Friday, July 11, 2014

New oral anticoagulants in the treatment of DVT and PE

This editorial contains a rundown of the phase III trials for all four agents that have been studied. It is available as free full text. Key points:

...First, all DOACs were shown consistently to be non-inferior compared with well-managed warfarin. The high quality of warfarin management, with a superior time in international normalized ratio target range compared with daily clinical practice, strengthens both the internal and external validity of these studies but also underscores that well-managed warfarin is an effective therapy for preventing recurrent VTE...

To me the time in therapeutic range for warfarin was not that great in those trials. However, you can be sure it was better than it is in the community.
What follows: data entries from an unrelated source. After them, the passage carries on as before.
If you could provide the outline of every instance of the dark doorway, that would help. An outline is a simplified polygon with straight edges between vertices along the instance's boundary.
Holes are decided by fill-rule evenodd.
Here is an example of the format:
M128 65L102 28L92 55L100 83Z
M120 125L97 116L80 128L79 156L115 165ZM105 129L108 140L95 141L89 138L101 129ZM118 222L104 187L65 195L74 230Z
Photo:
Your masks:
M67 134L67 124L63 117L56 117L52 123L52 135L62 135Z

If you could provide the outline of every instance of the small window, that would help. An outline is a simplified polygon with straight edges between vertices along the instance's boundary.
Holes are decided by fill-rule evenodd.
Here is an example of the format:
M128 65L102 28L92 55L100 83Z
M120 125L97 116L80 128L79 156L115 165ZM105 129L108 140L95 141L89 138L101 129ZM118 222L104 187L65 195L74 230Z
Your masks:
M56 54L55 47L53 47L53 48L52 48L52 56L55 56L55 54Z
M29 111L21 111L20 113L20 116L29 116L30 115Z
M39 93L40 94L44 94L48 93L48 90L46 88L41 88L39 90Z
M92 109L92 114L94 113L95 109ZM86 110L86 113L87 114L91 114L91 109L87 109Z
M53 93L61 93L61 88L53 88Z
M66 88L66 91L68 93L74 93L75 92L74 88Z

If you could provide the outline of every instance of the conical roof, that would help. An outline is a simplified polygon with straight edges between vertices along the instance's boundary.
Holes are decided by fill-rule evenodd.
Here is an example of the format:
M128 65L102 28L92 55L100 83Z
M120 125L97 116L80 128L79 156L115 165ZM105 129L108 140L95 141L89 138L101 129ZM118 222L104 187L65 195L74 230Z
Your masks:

Second, all DOACs caused less bleeding. Importantly, the shift in the bleeding pattern that is observed in patients with atrial fibrillation, with less intracranial, less life-threatening, and less critical site bleedings, is also seen in patients with VTE. DOACs cause less major (Table) and less intracranial bleedings in patients with VTE, but caution remains, in particular for patients at risk for gastrointestinal bleeding.
Third, the new regimens differ in their initial treatment approach. The first couple of weeks are of particular interest because of the high risk for recurrence and bleeding. The dual-drug bridging period with overlapping heparin and vitamin K antagonists constitutes a risk for overtreatment and undertreatment and requires intensive international normalized ratio monitoring that is labor- and time-consuming and costly. Furthermore, lessons have been drawn from the observation that ximelagatran9 and idraparinux,10 administered without heparin lead-in and without initial intensified dosing, caused more early recurrence compared with heparin/vitamin K antagonists. This helps to explain the 2 different strategies of DOACs for acute VTE (ie, including a heparin lead-in or starting with an intensified dose)...
Parenteral heparin will remain a preferred treatment option for many patients, especially those with more severe clinical presentations and patients with high thrombus burden who are admitted to the hospital. When parenteral heparin has been administered for 5 to 10 days, peroral anticoagulation with dabigatran or edoxaban can be continued.
For most cancer patients, the continued treatment with LMWH is currently the recommended and preferred therapy. Patients with active cancer for whom long-term treatment with LMWH was anticipated were not eligible for the phase III trials. Hence, additional studies are needed in cancer patients with continued LMWH and not warfarin as the comparator before DOACs can be considered an alternative standard to continued LMWH in these patients...
Besides particular patient characteristics, also less common clinical manifestations of VTE require our attention. DOACs have only been studied in patients with proximal DVT of the lower limb or hemodynamically stable pulmonary embolism. Patients with distal DVT, DVT of the upper limb, superficial thrombophletitis, or catheter-related thrombosis, patients who underwent thrombolysis, and patients with cerebral vein or mesenteric vein thrombosis have not been studied yet.